Trotz Erwerbsarbeit reicht das Geld nicht:

Sozialhilfe unter Druck.

Erika ist seit drei Jahren von der Sozialhilfe abhängig. Die Büroangestellte hatte ihren Job verloren und blieb arbeitslos. Die über 50-jährige Frau wohnte mit ihrer 20-jährigen Tochter in einer 3 -Zimmerwohnung für 1350 Franken Miete. Als die Tochter auszog verfügte das Sozialamt, die Mutter müsse eine neue Bleibe suchen – für nicht mehr als 1000 Franken. Erika sucht seither eine günstigere Wohnung. Nur – diese günstigere Wohnung gibt es nicht!

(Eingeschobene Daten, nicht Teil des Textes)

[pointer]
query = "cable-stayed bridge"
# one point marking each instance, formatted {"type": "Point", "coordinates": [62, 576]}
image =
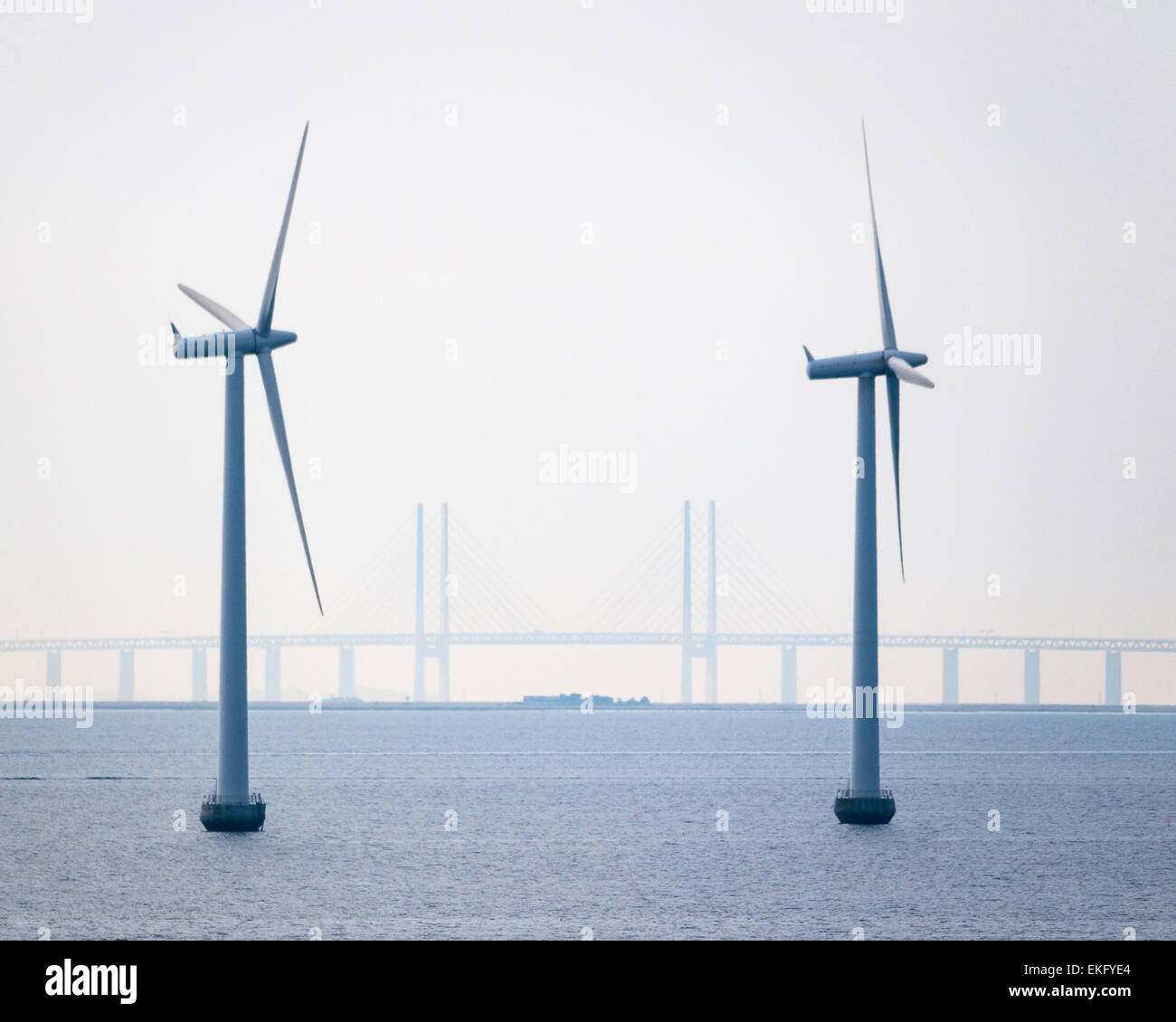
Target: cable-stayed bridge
{"type": "Point", "coordinates": [434, 586]}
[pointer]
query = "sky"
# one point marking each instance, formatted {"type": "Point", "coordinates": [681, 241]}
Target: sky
{"type": "Point", "coordinates": [611, 227]}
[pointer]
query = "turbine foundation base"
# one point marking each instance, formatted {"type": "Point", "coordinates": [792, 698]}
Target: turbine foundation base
{"type": "Point", "coordinates": [865, 808]}
{"type": "Point", "coordinates": [233, 814]}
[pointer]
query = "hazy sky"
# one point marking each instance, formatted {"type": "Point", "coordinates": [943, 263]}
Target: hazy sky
{"type": "Point", "coordinates": [525, 225]}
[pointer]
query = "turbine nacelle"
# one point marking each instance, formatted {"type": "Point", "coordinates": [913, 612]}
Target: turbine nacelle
{"type": "Point", "coordinates": [871, 364]}
{"type": "Point", "coordinates": [279, 339]}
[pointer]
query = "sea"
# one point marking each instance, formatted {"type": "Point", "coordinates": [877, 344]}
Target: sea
{"type": "Point", "coordinates": [620, 823]}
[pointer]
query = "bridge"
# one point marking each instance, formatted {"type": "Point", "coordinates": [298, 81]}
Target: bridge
{"type": "Point", "coordinates": [501, 614]}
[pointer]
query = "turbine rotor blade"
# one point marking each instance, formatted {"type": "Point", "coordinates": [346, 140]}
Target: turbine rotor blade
{"type": "Point", "coordinates": [266, 360]}
{"type": "Point", "coordinates": [266, 317]}
{"type": "Point", "coordinates": [232, 321]}
{"type": "Point", "coordinates": [906, 373]}
{"type": "Point", "coordinates": [888, 340]}
{"type": "Point", "coordinates": [892, 396]}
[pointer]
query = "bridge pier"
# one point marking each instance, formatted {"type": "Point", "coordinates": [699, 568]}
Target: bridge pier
{"type": "Point", "coordinates": [443, 638]}
{"type": "Point", "coordinates": [199, 674]}
{"type": "Point", "coordinates": [951, 676]}
{"type": "Point", "coordinates": [126, 676]}
{"type": "Point", "coordinates": [789, 684]}
{"type": "Point", "coordinates": [53, 668]}
{"type": "Point", "coordinates": [273, 673]}
{"type": "Point", "coordinates": [712, 617]}
{"type": "Point", "coordinates": [687, 639]}
{"type": "Point", "coordinates": [419, 631]}
{"type": "Point", "coordinates": [1033, 677]}
{"type": "Point", "coordinates": [1113, 690]}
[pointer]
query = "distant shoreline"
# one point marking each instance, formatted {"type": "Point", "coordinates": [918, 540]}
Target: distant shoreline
{"type": "Point", "coordinates": [741, 707]}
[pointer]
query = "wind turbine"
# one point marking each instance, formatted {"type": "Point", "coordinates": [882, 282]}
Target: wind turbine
{"type": "Point", "coordinates": [233, 806]}
{"type": "Point", "coordinates": [865, 801]}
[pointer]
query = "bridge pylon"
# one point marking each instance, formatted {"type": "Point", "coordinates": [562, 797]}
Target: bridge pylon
{"type": "Point", "coordinates": [435, 646]}
{"type": "Point", "coordinates": [705, 646]}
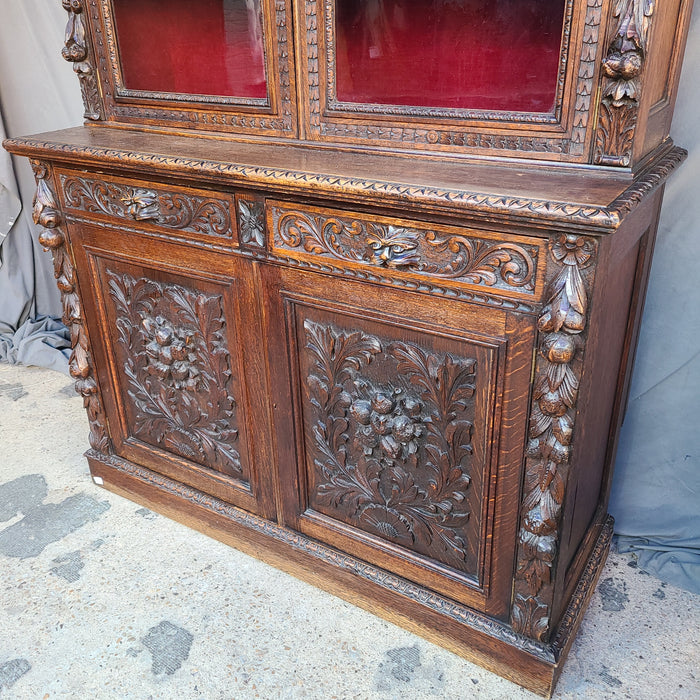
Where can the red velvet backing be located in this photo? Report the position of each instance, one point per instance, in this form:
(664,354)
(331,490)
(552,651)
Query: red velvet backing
(472,54)
(202,47)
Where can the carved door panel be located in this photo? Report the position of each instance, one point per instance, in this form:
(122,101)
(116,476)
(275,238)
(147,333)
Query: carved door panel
(397,409)
(180,399)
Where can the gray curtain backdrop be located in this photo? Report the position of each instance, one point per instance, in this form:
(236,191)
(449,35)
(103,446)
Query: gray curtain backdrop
(38,92)
(656,491)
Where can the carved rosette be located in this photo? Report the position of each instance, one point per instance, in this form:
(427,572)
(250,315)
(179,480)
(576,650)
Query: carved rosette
(175,358)
(77,51)
(251,222)
(47,215)
(392,449)
(562,326)
(622,70)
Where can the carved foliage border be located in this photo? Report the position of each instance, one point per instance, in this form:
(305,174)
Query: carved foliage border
(47,215)
(177,210)
(443,256)
(621,81)
(78,51)
(562,325)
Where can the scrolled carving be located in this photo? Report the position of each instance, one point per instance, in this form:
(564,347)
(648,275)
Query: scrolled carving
(622,70)
(76,50)
(47,215)
(175,358)
(442,255)
(393,457)
(181,211)
(562,325)
(251,222)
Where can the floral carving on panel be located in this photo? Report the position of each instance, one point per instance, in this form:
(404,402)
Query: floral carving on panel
(175,358)
(392,449)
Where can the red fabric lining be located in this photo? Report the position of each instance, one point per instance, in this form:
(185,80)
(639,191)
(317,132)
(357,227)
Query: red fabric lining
(471,54)
(207,47)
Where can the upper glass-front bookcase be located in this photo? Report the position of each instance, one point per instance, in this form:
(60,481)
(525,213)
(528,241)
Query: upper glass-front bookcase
(180,47)
(490,55)
(552,79)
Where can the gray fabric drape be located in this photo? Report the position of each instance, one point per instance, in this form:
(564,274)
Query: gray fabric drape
(656,490)
(38,92)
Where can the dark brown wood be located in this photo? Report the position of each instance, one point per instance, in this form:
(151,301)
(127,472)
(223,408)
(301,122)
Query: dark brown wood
(346,342)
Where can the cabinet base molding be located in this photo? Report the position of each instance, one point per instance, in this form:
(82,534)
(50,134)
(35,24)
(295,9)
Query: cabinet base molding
(478,638)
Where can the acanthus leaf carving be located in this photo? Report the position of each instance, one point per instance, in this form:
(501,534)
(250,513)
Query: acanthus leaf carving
(177,365)
(469,259)
(622,70)
(180,211)
(562,326)
(47,215)
(77,51)
(393,457)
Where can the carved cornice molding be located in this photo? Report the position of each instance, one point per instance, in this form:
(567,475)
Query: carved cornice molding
(47,215)
(77,50)
(562,326)
(596,219)
(621,82)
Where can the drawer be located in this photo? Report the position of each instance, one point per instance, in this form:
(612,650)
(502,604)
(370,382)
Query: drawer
(196,214)
(454,260)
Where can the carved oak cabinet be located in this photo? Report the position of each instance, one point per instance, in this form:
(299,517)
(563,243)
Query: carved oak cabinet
(356,286)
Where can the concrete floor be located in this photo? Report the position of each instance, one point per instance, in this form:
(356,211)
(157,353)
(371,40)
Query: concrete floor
(100,598)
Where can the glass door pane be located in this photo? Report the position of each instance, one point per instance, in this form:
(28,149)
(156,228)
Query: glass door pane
(207,47)
(493,55)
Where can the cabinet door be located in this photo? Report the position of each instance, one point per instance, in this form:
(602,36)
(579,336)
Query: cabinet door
(174,333)
(406,446)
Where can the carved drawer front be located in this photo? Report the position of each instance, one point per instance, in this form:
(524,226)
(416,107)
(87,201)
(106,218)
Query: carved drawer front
(397,441)
(173,342)
(176,211)
(449,260)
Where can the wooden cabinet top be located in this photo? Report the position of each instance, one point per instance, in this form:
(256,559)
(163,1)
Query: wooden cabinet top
(592,200)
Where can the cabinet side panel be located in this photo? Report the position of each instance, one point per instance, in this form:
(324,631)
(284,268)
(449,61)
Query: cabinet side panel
(606,342)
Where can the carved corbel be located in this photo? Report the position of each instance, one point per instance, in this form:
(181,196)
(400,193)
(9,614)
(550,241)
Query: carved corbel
(562,329)
(77,51)
(47,215)
(620,92)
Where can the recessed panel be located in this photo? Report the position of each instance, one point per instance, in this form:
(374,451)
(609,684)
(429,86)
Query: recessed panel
(495,55)
(396,435)
(208,47)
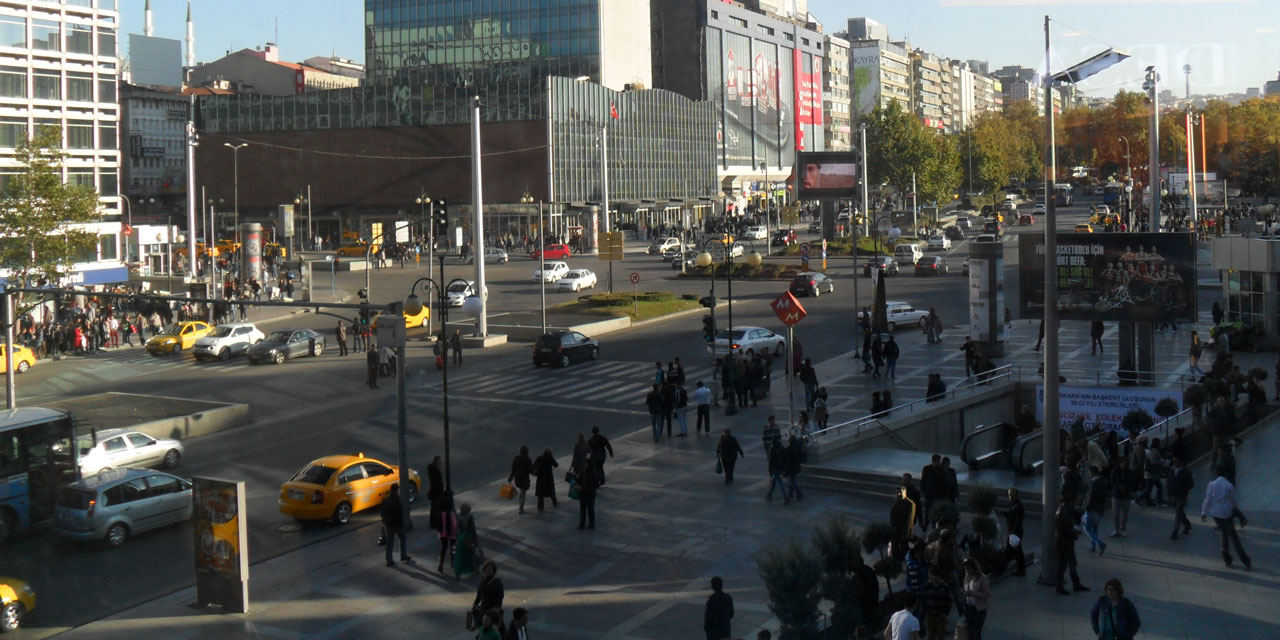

Anna arbeitet in einem Schuhladen. Sie hat eine abgeschlossene Berufslehre als Verkäuferin gemacht. Sie ist 55 Jahre alt und hat immer im Verkauf gearbeitet. Als alleinerziehende Mutter zuerst teilzeitlich, dann als die Kinder selbständig genug waren, vollzeitlich. Doch das ist eine Weile her und Vollzeitstellen für Schuhverkäuferinnen gibt es nicht mehr – ausser bei den Filialleiterinnen. Anna arbeitet seit einigen Jahren auf Abruf. Das heisst, wenn das Geschäft sie brauchen kann, wird sie gerufen. Geld verdienen tut sie nur, wenn sie arbeiten kann. Dieses Geld reicht ihr manchmal, um über die Runden zu kommen, manchmal aber auch nicht – und dann muss sie diesen demütigenden Gang zum Sozialamt antreten. Dort wird ihr dringend geraten, sich endlich eine Vollzeitstelle zu suchen. Anna sucht diese schon seit Jahren. Nur – diese Vollzeitstelle gibt es nicht!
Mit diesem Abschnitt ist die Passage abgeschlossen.